Years ago, my friend Jesse told me about a humbling experience she’d had while climbing Kilimanjaro in eastern Africa. Now, while Kilimanjaro is considered to be quite a challenging trek–difficult, but doable–it wasn’t the hike itself that she found humbling: it was the guide. It seems that somewhere around the third or fourth day, Jesse came to the ego-shattering realization that her middle-aged climbing guide intended not only to do the entire hike wearing the same ratty old bathrobe and bedroom slippers, but also while chain-smoking cheap unfiltered cigarettes along the way.
This meant that, for Jesse at least, the usual feelings of pride and accomplishment experienced after a successful summit bid were instead replaced for her by a sort of nonspecific disgruntled chagrin; after all, it’s hard to really appreciate a major life victory when you’ve only gotten there by following in the footsteps of a man who could easily have been Archie Bunker’s Tanzanian twin.
Now, while I can’t quite match that story, I do think I can finally appreciate what Jesse must have been feeling on that trek; even though I don’t have a bathrobe-wearing mountain guide, I do have something equally obnoxious: my son, Clyde.
It all started on our last trip down to the Valley, when, perhaps due to an excess of oxygen in my blood, I decided that the time was right to take the entire family on a little hike. After consulting several maps and guidebooks I decided that, because of its unique geographical profile (in other words, it was closest to our hotel), Camelback Mountain would be the hike for us. Besides, our guidebook (printed, I later noticed, in Great Britain) described this particular hike as “easy.”

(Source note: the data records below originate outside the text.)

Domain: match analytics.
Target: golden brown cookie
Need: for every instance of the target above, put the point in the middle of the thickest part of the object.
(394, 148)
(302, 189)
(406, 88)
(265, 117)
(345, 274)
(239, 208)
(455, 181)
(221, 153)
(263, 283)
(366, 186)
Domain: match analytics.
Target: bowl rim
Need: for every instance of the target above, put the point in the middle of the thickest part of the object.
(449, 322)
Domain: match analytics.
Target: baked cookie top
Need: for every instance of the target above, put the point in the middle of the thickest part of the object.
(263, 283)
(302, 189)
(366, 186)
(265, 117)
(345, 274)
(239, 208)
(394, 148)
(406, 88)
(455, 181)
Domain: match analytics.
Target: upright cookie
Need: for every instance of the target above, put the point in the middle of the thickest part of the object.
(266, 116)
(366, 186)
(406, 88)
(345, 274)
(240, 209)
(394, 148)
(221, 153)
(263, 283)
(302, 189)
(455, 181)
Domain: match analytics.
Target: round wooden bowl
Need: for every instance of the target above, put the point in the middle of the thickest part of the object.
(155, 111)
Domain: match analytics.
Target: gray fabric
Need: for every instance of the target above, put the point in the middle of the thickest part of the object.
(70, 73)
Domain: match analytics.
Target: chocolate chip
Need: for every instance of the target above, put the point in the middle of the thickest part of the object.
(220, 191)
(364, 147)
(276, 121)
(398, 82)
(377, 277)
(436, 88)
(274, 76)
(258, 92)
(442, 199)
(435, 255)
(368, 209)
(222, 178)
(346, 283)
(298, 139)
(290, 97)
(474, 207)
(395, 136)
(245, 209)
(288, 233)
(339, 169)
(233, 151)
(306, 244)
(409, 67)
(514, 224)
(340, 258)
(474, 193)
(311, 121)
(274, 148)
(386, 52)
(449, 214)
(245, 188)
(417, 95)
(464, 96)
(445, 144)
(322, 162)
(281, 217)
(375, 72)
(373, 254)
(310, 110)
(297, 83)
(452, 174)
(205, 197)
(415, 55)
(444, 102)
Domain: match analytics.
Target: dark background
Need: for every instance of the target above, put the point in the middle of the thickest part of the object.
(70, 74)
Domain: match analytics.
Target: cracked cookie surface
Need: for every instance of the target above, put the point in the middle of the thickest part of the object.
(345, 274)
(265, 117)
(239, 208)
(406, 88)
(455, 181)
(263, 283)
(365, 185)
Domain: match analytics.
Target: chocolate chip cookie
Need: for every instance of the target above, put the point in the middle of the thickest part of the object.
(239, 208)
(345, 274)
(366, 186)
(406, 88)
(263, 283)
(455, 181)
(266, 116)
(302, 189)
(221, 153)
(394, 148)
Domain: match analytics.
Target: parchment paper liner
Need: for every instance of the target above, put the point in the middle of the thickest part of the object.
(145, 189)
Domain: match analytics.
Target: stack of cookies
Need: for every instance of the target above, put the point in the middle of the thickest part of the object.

Now, I don’t know if “easy” is British slang for “almost completely vertical,” or if they’re still upset about the War of 1812, but what I do know is that, had I been given proper advance warning as to how difficult this hike would actually turn out to be, I would have never started my five-year old up the trail. And, on another note, had I known what a vastly superior climber he was to me, I certainly would have never let him finish it.
As I huffed and puffed my way straight up the side of the mountain, I didn’t really mind the Camelback regulars who sprinted past me with a cheery “lovely day, isn’t it?”; after all, these were people who looked like they could crack open Brazil nuts with their butt cheeks. And I also didn’t mind being passed up by grey-haired firemen; they hiked this mountain all the time for rescue training, and besides, at least they were sweating. What I did mind, though, was being handily passed by a five-year-old who spent the whole trip heartily singing.
It wasn’t fair: even though his legs are half as long as mine, and even though his lungs and heart are half as big, Clyde casually strolled up the near vertical face, all the while singing a little ditty he made up about how “some people go up, some people do down, and that’s how you share the moun-tain.” There wasn’t a drop of sweat on his dusky cheeks, or a single little blond hair out of place. If he had known how, I’m sure he would have been whistling.
Watching him gambol merrily up the mountainside, it was then that I remembered my friend Jesse’s trip, and suddenly I understood the disgruntled chagrin she had felt all those years before on Kilimanjaro. The only solace I could take was that, at least in my case, it was all to be expected–it is the natural order, after all, for the old to be succeeded by the young. Still, it is awfully galling to be shown up by a five-year-old–especially one who is singing. Oh well–at least he wasn’t smoking.